Nurses are concerned because they are the ones who work on the front line of health care, giving patients fluids, mopping up their vomit, changing their sweat-drenched bedsheets. They're also the ones who will be dealing hands-on with potential Ebola patients, said Deborah Burger, a nurse in Santa Rosa, California and president of the association.
At Burger's clinic, medical staff were only pointed to videos and guidelines from the CDC, relying on workers to teach themselves how to handle an incurable virus. But, as Vox's Sarah Kliff showed, these guidelines involve dozens of complicated steps that aren't exactly easy to follow. And experts say Ebola preparation requires rehearsal and interactive training.
Another nurse, Diane McClure, told Vox that the botched handling of a suspected Ebola patient at her hospital (Kaiser Permanente South Sacramento) in mid-August still hasn't resulted in any hands-on training. "We were not prepared," McClure said, "and we still are not prepared."
"When you look at what happened in Dallas," Burger said, "it wasn't because of the nurses' breach in protocol. It was because the employer at that hospital who said they were ready for a potential Ebola patient did not have the proper equipment available for the nurses or the protocols in place."

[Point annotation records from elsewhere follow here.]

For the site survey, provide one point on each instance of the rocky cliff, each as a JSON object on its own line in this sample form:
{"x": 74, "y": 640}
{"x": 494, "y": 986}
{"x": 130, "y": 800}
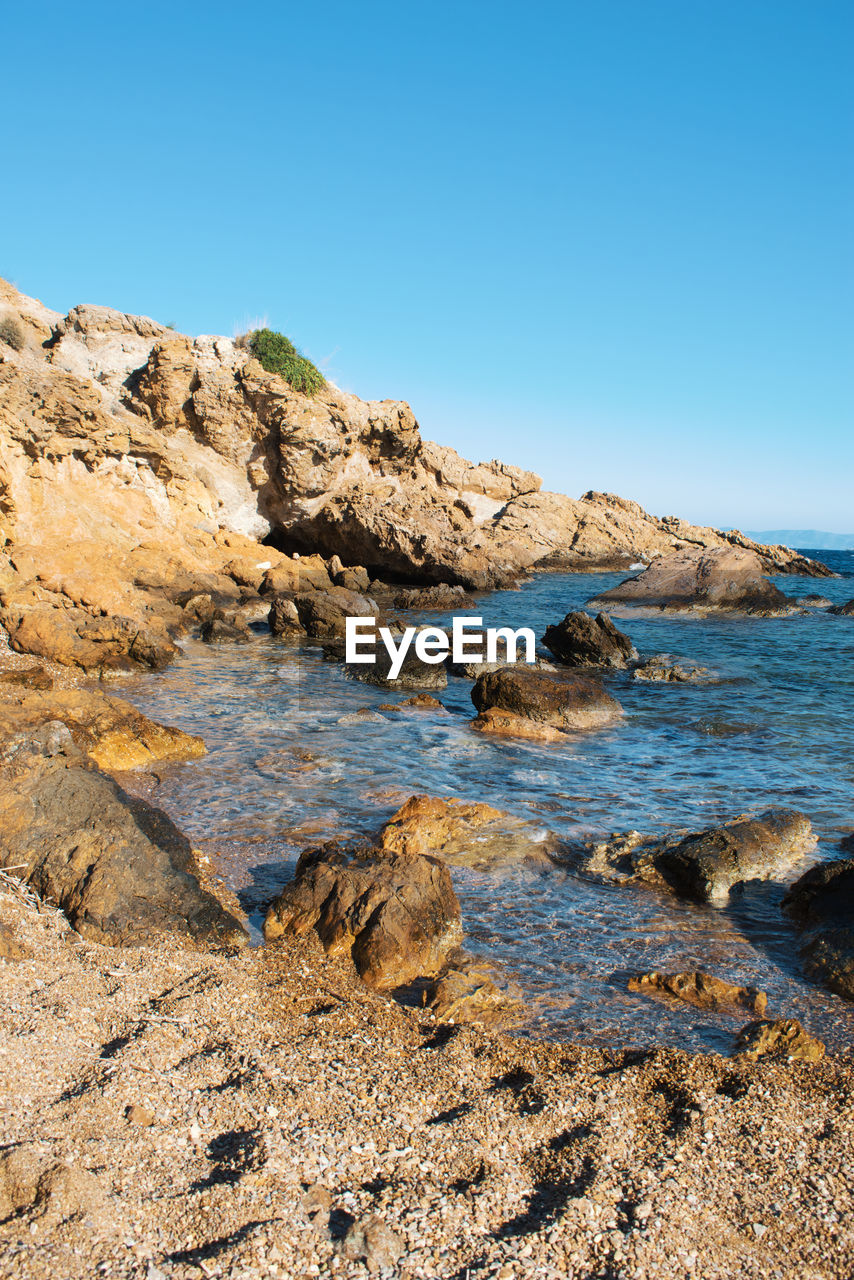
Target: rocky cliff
{"x": 131, "y": 453}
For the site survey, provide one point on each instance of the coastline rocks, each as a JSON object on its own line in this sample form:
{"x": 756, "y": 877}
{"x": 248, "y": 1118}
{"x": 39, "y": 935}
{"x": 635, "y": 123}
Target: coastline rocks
{"x": 394, "y": 915}
{"x": 77, "y": 639}
{"x": 660, "y": 671}
{"x": 464, "y": 833}
{"x": 552, "y": 703}
{"x": 118, "y": 868}
{"x": 785, "y": 1038}
{"x": 112, "y": 732}
{"x": 726, "y": 577}
{"x": 412, "y": 675}
{"x": 581, "y": 640}
{"x": 822, "y": 904}
{"x": 465, "y": 991}
{"x": 707, "y": 864}
{"x": 702, "y": 990}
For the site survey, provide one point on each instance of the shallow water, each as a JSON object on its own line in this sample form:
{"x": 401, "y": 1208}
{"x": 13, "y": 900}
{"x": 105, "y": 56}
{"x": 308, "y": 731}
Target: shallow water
{"x": 776, "y": 730}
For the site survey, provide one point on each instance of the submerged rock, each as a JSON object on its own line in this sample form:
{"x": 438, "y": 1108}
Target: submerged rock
{"x": 785, "y": 1038}
{"x": 822, "y": 903}
{"x": 394, "y": 915}
{"x": 725, "y": 577}
{"x": 702, "y": 990}
{"x": 464, "y": 833}
{"x": 581, "y": 640}
{"x": 707, "y": 864}
{"x": 658, "y": 670}
{"x": 466, "y": 992}
{"x": 561, "y": 702}
{"x": 118, "y": 868}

While health officials are still investigating exactly how the Dallas nurses got sick, it's clear more could have been done to protect them. Their infections were avoidable, and future infections of health workers will be inexcusable.
The CDC urges health workers to "think Ebola"
We can say "hindsight is 20/20" and that Texas Presbyterian is the test case. We can view the mistakes in Dallas as a learning experience at a hospital with no prior Ebola experience — albeit one that might have cost several lives.
But we need to make sure that the Dallas lesson is learned by clinics and hospitals across the US. Now.
In its guidance to hospitals, the CDC recommends, among other things, isolating suspected Ebola patients, and making sure health workers have access to impermeable gowns, face masks, neck hoods, shoe and leg coverings, and eye goggles.
The agency can't enforce these guidelines, so it's up to hospitals to get in shape for a potential case. And, as American tropical medicine expert Mark Kortepeter wrote in the Annals of Internal Medicine, doing so won't be easy. To get a sense of what Ebola preparedness means, check out his detailed list:
"Every piece of the care continuum must be well-choreographed with significant attention to detail. At a minimum, preparations must be made for patient entry and movement pathways, optimal patient location and access control, safe donning and doffing of personal protective equipment (PPE), handling and testing of laboratory specimens, disposal of significant volumes of waste, safe and unexpected cleanup of spills and bodily waste, and minimizing use of sharps. Donning and doffing of PPE need to be regimented and monitored, with plans in place for peer policing. Lapses inevitably occur in infection control routines in conventional medical settings, but once a patient enters the facility, there is no margin for error. Significant risk for infection control errors occurs especially during doffing of potentially contaminated PPE."
At the Ebola Congressional hearing, CDC director Tom Frieden put it more simply. He said health professionals need to "think Ebola" from here on out. Take a travel history, he urged, and "any time a patient is suspected, isolate them."
Dallas didn't do that. But again, Dallas was the first. When more Ebola patients unexpectedly turn up here, hospitals need to be ready — not only to care for their patients but also to protect their staff.